About Me

Postdoctoral Research Associate
Industrial and System Engineering, Virginia Tech

Email: ranxu@vt.edu

Research Interest: Quantitative methods, Computational social science, Social networks, Group behavior, Education, Science and Health policy.

My research focuses on quantitative methods and system science, with applications in substantive areas such as group behavior and public policy. Specifically, my research has two streams:

The first stream of my research is focused on social network analysis. “You are who your friends are”. Social networks, as a meso-level phenomenon (which connect society at the macro level and individual at the micro level), have a fundamental impact on who we are, how we behave, and why we are different from each other. With the recent explosion of the availability of social network data, we are embracing great opportunities to further our understanding of how social networks shape human behavior. My research in this area focuses on (1) developing new methodology for social network analysis, and (2) applying statistical analysis and simulation to study how social networks shape people’s behavior and how social networks are formed.    

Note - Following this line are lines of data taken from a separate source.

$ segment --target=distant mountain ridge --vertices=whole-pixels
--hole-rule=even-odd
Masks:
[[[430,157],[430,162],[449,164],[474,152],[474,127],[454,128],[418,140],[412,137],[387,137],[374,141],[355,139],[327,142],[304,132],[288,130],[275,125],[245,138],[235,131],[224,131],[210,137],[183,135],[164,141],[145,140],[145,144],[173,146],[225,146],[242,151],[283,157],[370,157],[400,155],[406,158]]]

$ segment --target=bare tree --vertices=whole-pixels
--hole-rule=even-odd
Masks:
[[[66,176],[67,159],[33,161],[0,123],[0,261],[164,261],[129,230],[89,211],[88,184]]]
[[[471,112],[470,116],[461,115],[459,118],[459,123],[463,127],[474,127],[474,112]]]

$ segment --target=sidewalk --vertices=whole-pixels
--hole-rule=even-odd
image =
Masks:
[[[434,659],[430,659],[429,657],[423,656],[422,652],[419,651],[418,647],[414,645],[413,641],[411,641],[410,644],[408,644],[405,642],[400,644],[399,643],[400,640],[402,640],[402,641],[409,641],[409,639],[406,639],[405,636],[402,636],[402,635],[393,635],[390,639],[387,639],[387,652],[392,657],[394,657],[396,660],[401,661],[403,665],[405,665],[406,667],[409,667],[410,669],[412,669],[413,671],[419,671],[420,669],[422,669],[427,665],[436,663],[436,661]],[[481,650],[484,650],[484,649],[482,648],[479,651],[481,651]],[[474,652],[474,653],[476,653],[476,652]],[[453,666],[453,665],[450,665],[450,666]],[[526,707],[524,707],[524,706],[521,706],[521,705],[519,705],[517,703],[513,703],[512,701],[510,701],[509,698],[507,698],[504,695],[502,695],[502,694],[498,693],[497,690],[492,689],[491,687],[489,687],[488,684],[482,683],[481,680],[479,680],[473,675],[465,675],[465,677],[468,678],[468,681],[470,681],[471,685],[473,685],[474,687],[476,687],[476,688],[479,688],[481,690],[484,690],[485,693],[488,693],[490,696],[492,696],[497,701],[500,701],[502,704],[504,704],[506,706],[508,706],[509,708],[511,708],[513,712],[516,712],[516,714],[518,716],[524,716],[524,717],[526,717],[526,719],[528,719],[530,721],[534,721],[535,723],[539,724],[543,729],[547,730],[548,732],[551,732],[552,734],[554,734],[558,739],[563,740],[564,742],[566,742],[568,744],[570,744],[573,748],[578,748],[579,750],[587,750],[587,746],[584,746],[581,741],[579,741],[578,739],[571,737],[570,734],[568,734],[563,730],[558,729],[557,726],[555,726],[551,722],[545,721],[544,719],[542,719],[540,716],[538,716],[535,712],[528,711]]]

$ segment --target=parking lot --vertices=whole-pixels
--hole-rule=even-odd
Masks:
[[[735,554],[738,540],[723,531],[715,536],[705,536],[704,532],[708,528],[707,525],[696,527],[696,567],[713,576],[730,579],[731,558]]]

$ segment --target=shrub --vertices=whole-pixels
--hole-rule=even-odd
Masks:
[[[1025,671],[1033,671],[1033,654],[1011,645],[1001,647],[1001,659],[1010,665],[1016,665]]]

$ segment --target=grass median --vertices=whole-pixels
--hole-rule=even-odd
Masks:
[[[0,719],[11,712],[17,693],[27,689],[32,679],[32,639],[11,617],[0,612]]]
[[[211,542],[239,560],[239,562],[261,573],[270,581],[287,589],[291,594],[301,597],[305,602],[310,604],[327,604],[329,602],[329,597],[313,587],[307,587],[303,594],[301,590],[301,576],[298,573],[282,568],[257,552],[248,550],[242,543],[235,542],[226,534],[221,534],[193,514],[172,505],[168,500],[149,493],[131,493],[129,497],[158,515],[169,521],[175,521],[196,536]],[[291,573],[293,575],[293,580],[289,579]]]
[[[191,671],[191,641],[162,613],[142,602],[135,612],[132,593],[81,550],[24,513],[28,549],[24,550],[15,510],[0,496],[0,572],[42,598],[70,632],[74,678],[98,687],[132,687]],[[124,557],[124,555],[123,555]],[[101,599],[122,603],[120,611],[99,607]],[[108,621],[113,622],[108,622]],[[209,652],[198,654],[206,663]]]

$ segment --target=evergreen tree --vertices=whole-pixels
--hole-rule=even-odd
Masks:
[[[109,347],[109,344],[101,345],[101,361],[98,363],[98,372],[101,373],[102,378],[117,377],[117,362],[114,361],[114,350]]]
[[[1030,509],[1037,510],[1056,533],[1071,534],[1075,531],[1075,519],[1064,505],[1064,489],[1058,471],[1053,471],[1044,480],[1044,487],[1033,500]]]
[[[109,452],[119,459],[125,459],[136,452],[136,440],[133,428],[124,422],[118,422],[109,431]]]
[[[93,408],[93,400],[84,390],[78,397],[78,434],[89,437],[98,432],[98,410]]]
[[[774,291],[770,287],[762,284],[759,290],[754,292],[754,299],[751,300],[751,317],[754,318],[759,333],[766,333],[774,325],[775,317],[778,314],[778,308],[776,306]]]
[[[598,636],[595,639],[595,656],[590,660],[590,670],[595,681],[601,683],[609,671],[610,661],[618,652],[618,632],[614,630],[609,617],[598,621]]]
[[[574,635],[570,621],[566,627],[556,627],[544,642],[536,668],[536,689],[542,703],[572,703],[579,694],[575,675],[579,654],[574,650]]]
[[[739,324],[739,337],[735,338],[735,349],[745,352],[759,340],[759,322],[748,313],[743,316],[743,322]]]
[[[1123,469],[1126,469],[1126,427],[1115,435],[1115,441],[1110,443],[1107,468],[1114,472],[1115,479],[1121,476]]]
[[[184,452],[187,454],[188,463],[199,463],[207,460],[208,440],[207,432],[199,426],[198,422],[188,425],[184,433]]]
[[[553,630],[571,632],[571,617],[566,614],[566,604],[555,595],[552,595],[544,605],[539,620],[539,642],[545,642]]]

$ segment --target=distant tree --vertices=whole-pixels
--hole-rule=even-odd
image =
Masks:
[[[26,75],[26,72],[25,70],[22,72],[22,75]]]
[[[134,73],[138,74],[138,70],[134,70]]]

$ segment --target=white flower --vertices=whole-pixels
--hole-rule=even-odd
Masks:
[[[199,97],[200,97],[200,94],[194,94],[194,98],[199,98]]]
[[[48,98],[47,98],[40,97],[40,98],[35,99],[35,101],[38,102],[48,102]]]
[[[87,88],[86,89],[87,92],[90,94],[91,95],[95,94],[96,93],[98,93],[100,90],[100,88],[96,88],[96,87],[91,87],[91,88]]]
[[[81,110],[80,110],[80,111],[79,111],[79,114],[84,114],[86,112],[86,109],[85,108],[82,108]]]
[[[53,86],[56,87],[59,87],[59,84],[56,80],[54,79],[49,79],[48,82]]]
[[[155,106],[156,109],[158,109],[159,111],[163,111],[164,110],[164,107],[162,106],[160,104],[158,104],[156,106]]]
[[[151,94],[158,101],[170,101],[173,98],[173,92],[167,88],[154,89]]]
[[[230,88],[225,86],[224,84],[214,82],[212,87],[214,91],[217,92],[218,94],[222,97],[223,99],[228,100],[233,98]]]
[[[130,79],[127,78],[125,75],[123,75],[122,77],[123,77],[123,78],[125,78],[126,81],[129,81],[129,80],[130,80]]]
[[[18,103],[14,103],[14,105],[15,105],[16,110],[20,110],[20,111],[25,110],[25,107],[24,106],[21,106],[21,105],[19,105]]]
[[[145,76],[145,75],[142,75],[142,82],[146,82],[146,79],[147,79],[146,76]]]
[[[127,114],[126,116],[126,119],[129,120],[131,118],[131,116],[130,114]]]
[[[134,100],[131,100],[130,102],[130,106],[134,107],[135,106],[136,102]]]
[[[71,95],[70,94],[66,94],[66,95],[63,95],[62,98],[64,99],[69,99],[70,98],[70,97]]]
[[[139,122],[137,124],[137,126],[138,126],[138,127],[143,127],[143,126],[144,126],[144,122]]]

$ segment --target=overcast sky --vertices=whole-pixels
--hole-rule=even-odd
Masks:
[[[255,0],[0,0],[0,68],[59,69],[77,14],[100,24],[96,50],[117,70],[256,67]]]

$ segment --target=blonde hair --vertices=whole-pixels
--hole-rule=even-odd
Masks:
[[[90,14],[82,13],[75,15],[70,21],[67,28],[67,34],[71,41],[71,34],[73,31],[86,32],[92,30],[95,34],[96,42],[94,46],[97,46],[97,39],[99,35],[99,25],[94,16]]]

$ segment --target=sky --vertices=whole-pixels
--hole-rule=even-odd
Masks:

The second stream of my research is focused on system thinking. “Everything is endogenous.” This means all factors in a system are inter-related, and they are all causes as well as consequences of some other factors. Thus a simple change in one factor can often result in non-linear and dramatic changes of the whole system. Examining a system of inter-related factors with feedback loops challenges the traditional practice of only focusing on one or few factors when making policy decisions, and explains why well-intended policies often generate unintended consequences.  My research in this area focuses on employing computational (e.g. agent-based modeling and system dynamics modeling) and empirical (statistical analysis) approaches to study the complex relations between factors at play in a decision system, and identify the strategies or policy levers that can best change the system.


I received my PhD in measurement and quantitative methods from Michigan State University in 2016.